Simon-Pier Lemelin : L’oeuvre orignal
Simon-Pier Lemelin est le premier artiste de la maîtrise en arts de l’UQAC à voir les portes de la Pulperie s’ouvrir à son art. Un premier pas concluant qui encouragera certainement à réitérer l’expérience.
D’esthétique moins ludique que son précédent projet présenté à Séquence, l’actuelle exposition de Simon-Pier Lemelin, sise entre les murs de la Pulperie, offre certainement un travail tout aussi léché. Avec Lemelin, tout est à sa place, l’art n’est pas une question de hasard.
Dans l’exposition intitulée Principe immatériel vital, la chasse et la pêche sont présentées par l’artiste comme les symboles de rapports spirituels à la vie et au réel. Les techniques servant aux sportifs à leurrer une proie sont autant d’interpellations pour atteindre une réalité fugitive qu’on cherche à observer ou capturer. Ainsi, l’artiste devient prédateur d’une réalité à laquelle l’accès n’est jamais total ni immédiat, une distance abstraite ou symbolique séparant l’homme de sa spiritualité, ou de lui-même. Cette distance inaliénable qu’impose toute lecture de notre environnement nous place dans un rapport au réel qui n’est alors jamais plus que diffus. En effet, avec Lemelin, on n’a accès qu’au contour des choses, et même la technologie la plus moderne dont on trouve la trace dans ses tableaux – celle-là même à laquelle nous accordons tant de crédibilité dans notre société, qui donne parfois (à tort) cette impression d’une clarté et d’une précision jamais atteintes – ne révèle en fait que le tracé diffus d’un réel qui ne se donne pas à voir, qui reste la plupart du temps caché, ignoré. Comme l’animal, maître du camouflage, la vérité a tôt fait de nous glisser entre les doigts, de se dérober à notre regard.

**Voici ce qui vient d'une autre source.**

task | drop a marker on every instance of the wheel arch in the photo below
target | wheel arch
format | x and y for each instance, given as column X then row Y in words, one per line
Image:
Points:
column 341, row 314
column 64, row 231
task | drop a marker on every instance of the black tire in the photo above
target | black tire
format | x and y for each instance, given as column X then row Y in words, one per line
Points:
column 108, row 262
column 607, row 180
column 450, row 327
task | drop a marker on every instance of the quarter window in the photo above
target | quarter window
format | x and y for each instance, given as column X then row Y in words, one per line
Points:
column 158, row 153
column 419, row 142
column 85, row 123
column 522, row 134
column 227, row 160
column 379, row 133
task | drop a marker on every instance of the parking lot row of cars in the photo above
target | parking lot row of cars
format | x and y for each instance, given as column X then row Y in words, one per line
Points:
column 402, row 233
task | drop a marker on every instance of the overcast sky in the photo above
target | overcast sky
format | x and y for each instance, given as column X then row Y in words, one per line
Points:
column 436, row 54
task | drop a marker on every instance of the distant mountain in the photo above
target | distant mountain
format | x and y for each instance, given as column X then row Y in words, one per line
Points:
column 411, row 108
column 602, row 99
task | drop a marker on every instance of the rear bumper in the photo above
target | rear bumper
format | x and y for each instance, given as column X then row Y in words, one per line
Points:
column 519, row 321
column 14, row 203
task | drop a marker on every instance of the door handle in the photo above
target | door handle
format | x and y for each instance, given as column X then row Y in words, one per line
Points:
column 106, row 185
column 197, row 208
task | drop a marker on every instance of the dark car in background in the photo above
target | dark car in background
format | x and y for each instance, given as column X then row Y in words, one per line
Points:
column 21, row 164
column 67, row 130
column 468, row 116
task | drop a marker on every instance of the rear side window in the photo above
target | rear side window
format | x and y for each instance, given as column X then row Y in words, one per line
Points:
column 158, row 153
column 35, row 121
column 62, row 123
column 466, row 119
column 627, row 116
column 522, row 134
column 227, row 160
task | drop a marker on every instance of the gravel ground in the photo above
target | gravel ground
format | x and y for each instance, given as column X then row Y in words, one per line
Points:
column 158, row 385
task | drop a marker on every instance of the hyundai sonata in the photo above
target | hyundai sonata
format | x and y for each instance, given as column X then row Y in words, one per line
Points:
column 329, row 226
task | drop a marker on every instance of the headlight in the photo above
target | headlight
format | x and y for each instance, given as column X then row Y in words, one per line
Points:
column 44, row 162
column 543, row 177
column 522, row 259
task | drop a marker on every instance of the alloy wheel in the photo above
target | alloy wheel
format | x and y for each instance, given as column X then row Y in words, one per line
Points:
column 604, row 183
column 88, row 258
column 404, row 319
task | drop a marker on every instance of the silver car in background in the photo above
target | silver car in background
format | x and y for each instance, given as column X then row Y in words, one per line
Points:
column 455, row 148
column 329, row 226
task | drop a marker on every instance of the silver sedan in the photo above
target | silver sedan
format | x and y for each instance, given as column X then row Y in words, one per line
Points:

À l’orée de la pièce, un homme sombre, silhouette de lui-même, supporte mal sa tête d’orignal, qui semble disproportionnée. Comme si le poids de la spiritualité était trop lourd pour être supporté, témoignage muet et désarmant d’une société en perte de valeurs spirituelles. Les seules traces indélébiles que laissera l’entité esseulée sur le tertre sombre où il semble déambuler, ce sont celles qui se rapprochent le plus de sa vie spirituelle, des traces d’orignal, malgré un pas profondément humain.